AI & Robotics News

Liquid AI wants to give smartphones small, fast AI that can see with new LFM2-VL model

August 13, 2025

Liquid AI has released LFM2-VL, a new generation of vision-language foundation models designed for efficient deployment across a wide range of hardware — from smartphones and laptops to wearables and embedded systems.

The models promise low-latency performance, strong accuracy, and flexibility for real-world applications.

LFM2-VL builds on the company’s existing LFM2 architecture introduced just over a month ago as the “fastest on-device foundation models on the market” thanks to its approach of generating “weights” or model settings on the fly for each input (known as Linear Input-Varying (LIV) system), extending it into multimodal processing that supports both text and image inputs at variable resolutions.

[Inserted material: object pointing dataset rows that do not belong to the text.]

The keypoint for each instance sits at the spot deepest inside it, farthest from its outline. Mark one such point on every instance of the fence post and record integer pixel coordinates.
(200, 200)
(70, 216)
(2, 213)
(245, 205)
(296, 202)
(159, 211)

According to Liquid AI, the models deliver up to twice the GPU inference speed of comparable vision-language models, while maintaining competitive performance on common benchmarks.

“Efficiency is our product,” wrote Liquid AI co-founder and CEO Ramin Hasani in a post on X announcing the new model family:

meet LFM2-VL: an efficient Liquid vision-language model for the device class. open weights, 440M & 1.6B, up to 2× faster on GPU with competitive accuracy, Native 512×512, smart patching for big images.

efficiency is our product @LiquidAI_

download them on @huggingface:… pic.twitter.com/3Lze6Hc6Ys

— Ramin Hasani (@ramin_m_h) August 12, 2025

Two variants for different needs

The release includes two model sizes:

LFM2-VL-450M — a hyper-efficient model with less than half a billion parameters (internal settings) aimed at highly resource-constrained environments.
LFM2-VL-1.6B — a more capable model that remains lightweight enough for single-GPU and device-based deployment.

Both variants process images at native resolutions up to 512×512 pixels, avoiding distortion or unnecessary upscaling.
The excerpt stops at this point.